When you need to forward a batch of signals from a monitoring system or replay historical events, use the bulk endpoint. Send an array of signal objects under the `signals` key:

```http theme={null}
POST /api/v1/signals/bulk
```

```json theme={null}
{
  "signals": [
    {
      "name": "CPU spike on api-server-1",
      "source": "DATADOG",
      "type": "METRIC",
      "severity": "MEDIUM"
    },
    {
      "name": "Deployment of payments-service v2.4.1",
      "source": "GITHUB",
      "type": "DEPLOYMENT",
      "severity": "LOW"
    }
  ]
}
```

Duplicate signals are silently skipped, so bulk ingestion is safe to call repeatedly from your pipeline.

## Signal lifecycle

A signal moves through four states from ingestion to closure:

<Steps>
  <Step title="OPEN (active)">
    A newly ingested signal enters an active state. It is visible in the signal list and is available for correlation by Ezra. SLA and alerting rules evaluate active signals.
  </Step>

  <Step title="ACKNOWLEDGED">
    A team member has reviewed the signal and is aware of it. Acknowledging a signal suppresses repeat notifications but keeps the signal in scope for Ezra's correlation.

    ```http theme={null}
    PATCH /api/v1/signals/:id/acknowledge
    ```
  </Step>

  <Step title="RESOLVED">
    The condition that produced the signal has cleared. Resolving a signal records a `resolvedAt` timestamp.

    ```http theme={null}
    PATCH /api/v1/signals/:id/resolve
    ```

    <Note>You cannot resolve a signal that has already been resolved.</Note>
  </Step>

  <Step title="SUPPRESSED">
    The signal is known and expected — no further action or correlation is needed. Suppressed signals are excluded from Ezra's active pipeline.

    ```http theme={null}
    PATCH /api/v1/signals/:id/suppress
    ```
  </Step>
</Steps>

## Filtering signals

`GET /api/v1/signals` accepts query parameters to narrow results:

| Parameter   | Description                                                                 |
| ----------- | --------------------------------------------------------------------------- |
| `status`    | Filter by lifecycle state: `OPEN`, `ACKNOWLEDGED`, `RESOLVED`, `SUPPRESSED` |
| `severity`  | Filter by severity: `LOW`, `MEDIUM`, `HIGH`                                 |
| `source`    | Filter by source system (e.g. `PROMETHEUS`)                                 |
| `type`      | Filter by signal type (e.g. `METRIC`)                                       |
| `serviceId` | Filter to a specific service node                                           |
| `from`      | ISO 8601 start of the `triggeredAt` range                                   |
| `to`        | ISO 8601 end of the `triggeredAt` range                                     |
| `limit`     | Number of results to return (default: 50)                                   |
| `offset`    | Pagination offset                                                           |

## Signal stats

`GET /api/v1/signals/stats` returns a summary of signal activity for your organization:

```json theme={null}
{
  "total": 4821,
  "open": 12,
  "acknowledged": 5,
  "resolved": 4790,
  "suppressed": 14,
  "critical": 3,
  "bySeverity": [...],
  "bySource": [...]
}
```

Use this endpoint to build signal health dashboards or trigger external alerts when active critical signals accumulate.

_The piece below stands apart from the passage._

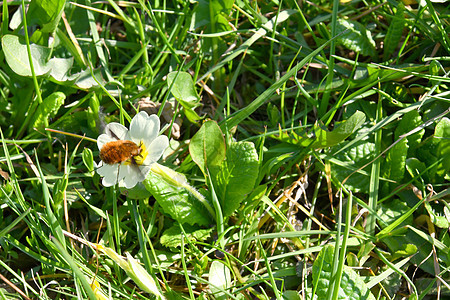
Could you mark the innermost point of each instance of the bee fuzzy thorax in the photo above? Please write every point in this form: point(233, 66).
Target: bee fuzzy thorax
point(119, 151)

## How signals become incidents

When Ezra receives a signal, it runs a four-stage reasoning pipeline: it assesses the situation, hypothesizes a root cause by correlating related signals and recent deployments, estimates blast radius, and selects a remediation option. If a matching playbook exists and guardrails allow, Scrubbe can promote the signal to an incident ticket automatically. If no playbook matches, the signal is promoted to an `OPEN` incident for your on-call team to handle.

The correlated signal IDs appear on the resulting incident ticket in the `correlatedSignalIds` field, giving you a full trace from raw event to incident.